Putin afirmou durante uma reunião anual do Ministério da Defesa do país que, se o lado oposto e seus patrocinadores estrangeiros se recusarem a participar de discussões substanciais, a Rússia conseguirá a libertação de suas terras históricas por meios militares.
O presidente russo negou ter intenções de atacar a Europa e classificou a preocupação como “histeria”. Ele destacou que busca cooperação mútua com os Estados Unidos e os países europeus. O ministro da Defesa russo, Andrei Belousov, também criticou os líderes europeus, afirmando que “a Europa está prolongando o conflito” e que a “ação militar deve continuar até 2026”.
Putin falou sobre as negociações de paz com a Ucrânia, reafirmando que não abrirá mão dos objetivos que deram início à guerra no país vizinho em 2022. Ele denominou a situação como uma “operação militar especial”. O ministro Belousov ainda rebateu acusações, afirmando acreditar que a Otan é quem busca guerra.
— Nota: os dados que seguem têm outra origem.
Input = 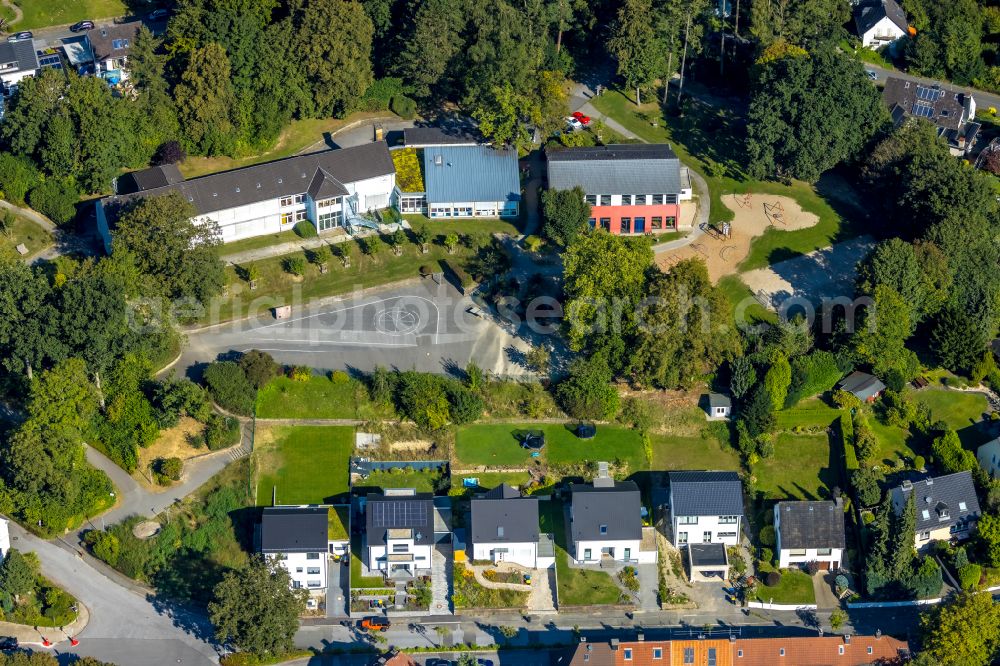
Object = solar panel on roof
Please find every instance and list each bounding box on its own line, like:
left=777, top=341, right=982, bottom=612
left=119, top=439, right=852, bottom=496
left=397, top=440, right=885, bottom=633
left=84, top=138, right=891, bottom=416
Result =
left=371, top=500, right=428, bottom=527
left=913, top=103, right=934, bottom=119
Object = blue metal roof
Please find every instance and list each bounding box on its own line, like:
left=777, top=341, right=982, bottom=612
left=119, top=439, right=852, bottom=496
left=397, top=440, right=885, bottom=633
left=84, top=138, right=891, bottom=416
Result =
left=423, top=145, right=520, bottom=204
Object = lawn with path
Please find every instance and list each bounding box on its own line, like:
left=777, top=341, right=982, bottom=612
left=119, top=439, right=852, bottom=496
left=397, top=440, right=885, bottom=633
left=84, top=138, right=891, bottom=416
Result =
left=253, top=425, right=354, bottom=506
left=539, top=499, right=621, bottom=606
left=455, top=423, right=646, bottom=471
left=13, top=0, right=125, bottom=29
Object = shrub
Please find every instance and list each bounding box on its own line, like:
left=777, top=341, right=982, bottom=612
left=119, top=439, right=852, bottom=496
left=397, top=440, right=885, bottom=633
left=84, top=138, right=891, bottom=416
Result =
left=153, top=140, right=187, bottom=166
left=787, top=350, right=842, bottom=405
left=764, top=571, right=782, bottom=587
left=202, top=361, right=256, bottom=416
left=913, top=455, right=925, bottom=470
left=447, top=383, right=485, bottom=425
left=204, top=413, right=241, bottom=450
left=759, top=547, right=773, bottom=566
left=390, top=94, right=417, bottom=119
left=153, top=457, right=183, bottom=485
left=830, top=608, right=847, bottom=631
left=330, top=370, right=350, bottom=384
left=85, top=531, right=121, bottom=566
left=804, top=561, right=821, bottom=575
left=444, top=233, right=459, bottom=253
left=284, top=255, right=307, bottom=276
left=759, top=525, right=776, bottom=547
left=149, top=375, right=211, bottom=428
left=958, top=563, right=982, bottom=591
left=441, top=258, right=473, bottom=289
left=0, top=153, right=40, bottom=204
left=525, top=235, right=544, bottom=253
left=289, top=365, right=312, bottom=382
left=310, top=245, right=332, bottom=267
left=239, top=350, right=282, bottom=389
left=28, top=178, right=80, bottom=225
left=362, top=77, right=404, bottom=111
left=293, top=220, right=317, bottom=238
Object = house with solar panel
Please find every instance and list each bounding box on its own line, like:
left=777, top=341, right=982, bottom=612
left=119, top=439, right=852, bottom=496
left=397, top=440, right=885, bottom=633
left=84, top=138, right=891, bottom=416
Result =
left=85, top=22, right=142, bottom=84
left=667, top=471, right=744, bottom=548
left=545, top=144, right=692, bottom=235
left=364, top=490, right=436, bottom=577
left=882, top=77, right=981, bottom=156
left=892, top=472, right=981, bottom=551
left=568, top=464, right=657, bottom=564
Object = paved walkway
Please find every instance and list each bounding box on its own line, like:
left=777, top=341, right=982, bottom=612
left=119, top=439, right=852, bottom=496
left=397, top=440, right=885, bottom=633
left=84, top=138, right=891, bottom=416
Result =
left=813, top=573, right=841, bottom=610
left=638, top=563, right=660, bottom=611
left=0, top=0, right=23, bottom=25
left=431, top=544, right=454, bottom=615
left=465, top=562, right=532, bottom=592
left=529, top=568, right=557, bottom=613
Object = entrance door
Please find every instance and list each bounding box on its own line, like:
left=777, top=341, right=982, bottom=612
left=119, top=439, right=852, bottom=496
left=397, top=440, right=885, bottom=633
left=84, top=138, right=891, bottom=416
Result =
left=624, top=548, right=631, bottom=561
left=634, top=217, right=646, bottom=233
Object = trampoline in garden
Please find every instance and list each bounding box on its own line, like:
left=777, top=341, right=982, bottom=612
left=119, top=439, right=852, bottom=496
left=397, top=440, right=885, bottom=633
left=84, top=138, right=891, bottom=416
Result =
left=517, top=430, right=545, bottom=451
left=574, top=423, right=597, bottom=439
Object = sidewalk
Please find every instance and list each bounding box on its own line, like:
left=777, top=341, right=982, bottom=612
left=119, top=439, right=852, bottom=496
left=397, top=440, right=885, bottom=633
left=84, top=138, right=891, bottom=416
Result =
left=0, top=601, right=89, bottom=648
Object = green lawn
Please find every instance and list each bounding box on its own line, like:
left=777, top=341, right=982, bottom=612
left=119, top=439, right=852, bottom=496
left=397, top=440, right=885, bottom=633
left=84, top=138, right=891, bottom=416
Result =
left=758, top=569, right=816, bottom=605
left=402, top=214, right=522, bottom=237
left=539, top=500, right=622, bottom=606
left=221, top=230, right=301, bottom=257
left=448, top=471, right=533, bottom=497
left=2, top=213, right=53, bottom=257
left=254, top=425, right=354, bottom=505
left=649, top=433, right=740, bottom=471
left=328, top=505, right=350, bottom=541
left=912, top=389, right=988, bottom=432
left=775, top=398, right=841, bottom=431
left=588, top=89, right=867, bottom=271
left=453, top=563, right=529, bottom=609
left=753, top=432, right=838, bottom=501
left=869, top=419, right=917, bottom=467
left=454, top=423, right=647, bottom=471
left=356, top=468, right=443, bottom=493
left=717, top=275, right=777, bottom=325
left=14, top=0, right=126, bottom=30
left=350, top=533, right=385, bottom=588
left=256, top=375, right=362, bottom=419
Países da União Europeia que fazem fronteira com a Rússia assinaram uma declaração conjunta enfatizando a necessidade de priorizar a segurança e as capacidades defensivas diante da ameaça representada por Moscou. O documento aponta que a Rússia é a ameaça mais significante e de longo prazo à segurança e estabilidade na região Euro-Atlântica.
A publicação do comunicado, redigido em Helsinki após uma cúpula de segurança, reflete a preocupação dos países europeus com a segurança a médio e longo prazo diante das negociações em curso pelo fim da guerra na Ucrânia.